The speech provides telling insight into the administration’s thinking on the very day that the United States suffered the most devastating attack since the 1941 bombing of Pearl Harbor. The address was designed to promote missile defense as the cornerstone of a new national security strategy, and contained no mention of al Qaeda, Osama bin Laden or Islamic extremist groups, according to former U.S. officials who have seen the text.

The odd thing is that in and of itself, Clarke’s “scoop”–that terrorism wasn’t an urgent Bush administration priority prior to 9/11–is largely already factored into the electorate and probably doesn’t have a huge political impact. Voters are willing to give the government some leeway in not anticipating the extent of the al Qaeda threat. But this administration is so obsessed with image management that they go all out on the war path against anyone who dares question their carefully-crafted myth.

SportsCenter

Matt Feeney writes on the turn of SportsCenter in not-so-flattering terms:

It’s strange that ESPN added Dream Job to its lineup since they already have a show in which aspirants compete, with an irritating surfeit of eagerness and theatrical sarcasm, to capture the singular vibe of Dan and Keith. It’s called SportsCenter.

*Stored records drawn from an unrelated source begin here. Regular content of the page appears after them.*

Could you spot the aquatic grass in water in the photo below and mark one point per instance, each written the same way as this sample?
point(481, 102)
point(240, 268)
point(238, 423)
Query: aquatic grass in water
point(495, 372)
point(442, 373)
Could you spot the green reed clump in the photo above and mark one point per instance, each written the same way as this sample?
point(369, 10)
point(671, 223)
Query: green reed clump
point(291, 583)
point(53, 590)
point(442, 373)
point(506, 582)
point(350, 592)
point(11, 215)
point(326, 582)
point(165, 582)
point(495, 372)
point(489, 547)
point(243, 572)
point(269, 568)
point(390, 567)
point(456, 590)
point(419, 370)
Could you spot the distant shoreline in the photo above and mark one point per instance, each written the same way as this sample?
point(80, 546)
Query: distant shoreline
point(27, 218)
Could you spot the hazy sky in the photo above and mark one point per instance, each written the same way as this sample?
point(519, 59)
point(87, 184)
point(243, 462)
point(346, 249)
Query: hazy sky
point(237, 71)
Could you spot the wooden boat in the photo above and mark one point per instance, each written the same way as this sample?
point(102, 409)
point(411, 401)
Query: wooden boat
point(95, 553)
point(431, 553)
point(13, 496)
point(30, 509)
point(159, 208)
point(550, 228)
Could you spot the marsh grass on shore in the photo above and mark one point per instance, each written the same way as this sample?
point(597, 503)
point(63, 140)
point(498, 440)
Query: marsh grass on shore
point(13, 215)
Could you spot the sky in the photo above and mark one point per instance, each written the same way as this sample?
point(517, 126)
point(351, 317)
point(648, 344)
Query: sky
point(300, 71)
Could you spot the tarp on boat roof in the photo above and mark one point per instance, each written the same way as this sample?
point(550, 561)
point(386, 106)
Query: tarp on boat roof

Feeney goes on to contrast the current anchors with the legendary Dan Patrick/Keith Olbermann duo. Strangely, in diagnosing the current SC cast’s shortcomings, Feeney omits who in my view is one of the worst anchors, the ironically casted host of Dream Job, Stuart Scott, whose “hip” gibberish can be hazardous to your vocabulary.
Apart from the anchors, SportCenter–and much of ESPN for that matter–has gotten far too cute and full of itself. Outside of football season, I usually find it a chore to watch the show for more than a couple of segments. Guess I’ve developed the short attention span and can’t handle much more. Ironic, given that that’s the type of viewer ESPN apparently targets.